A Mexican Staple Made Easy

Written by Lia Grabowski | Photos by Jonathan Boncek

First popularized in the lower South as a portable snack by seasonal field workers from Latin America, tamales are traditionally made in a communal setting, in which generations and communities gather to stuff and wrap corn husks. We turned to Wesley Grubbs, the chef de cuisine of Minero in Charleston, South Carolina, to show us how to make them. Start by soaking corn husks in hot water—use a pot lid or heavy object from around your kitchen to keep them submerged. For the proper dough consistency, be sure to find masa harina instead of corn meal (which is the backbone of Delta tamales, but that’s another story).
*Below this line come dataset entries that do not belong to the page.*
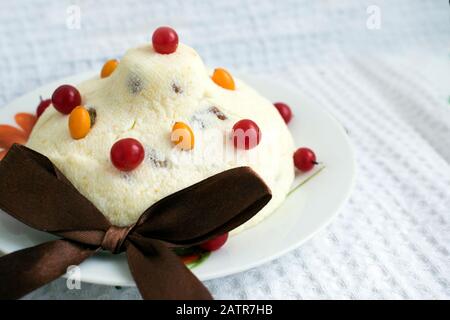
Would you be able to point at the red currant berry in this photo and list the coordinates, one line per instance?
(165, 40)
(304, 159)
(284, 111)
(66, 98)
(246, 134)
(215, 244)
(127, 154)
(43, 105)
Grubbs advises not getting too caught up with appearances. “A bad-looking tamale is still a good tamale,” he says. “It may not be pretty, but who cares?” With the husk in hand, spread a spoonful of dough in the center and top with chicken filling. Pull the two long edges of the husk toward each other to gather filling into the center, then tuck one long edge under the other and roll into a cigar shape. Take one of the open ends and fold it toward the center, sealing it off. You can use butcher twine or the traditional strip of corn husk to tie off the tamale, but leave room for the dough to expand during steaming. Grubbs finds they’re even better as leftovers, so pop them in the microwave for a minute and a half and enjoy all week.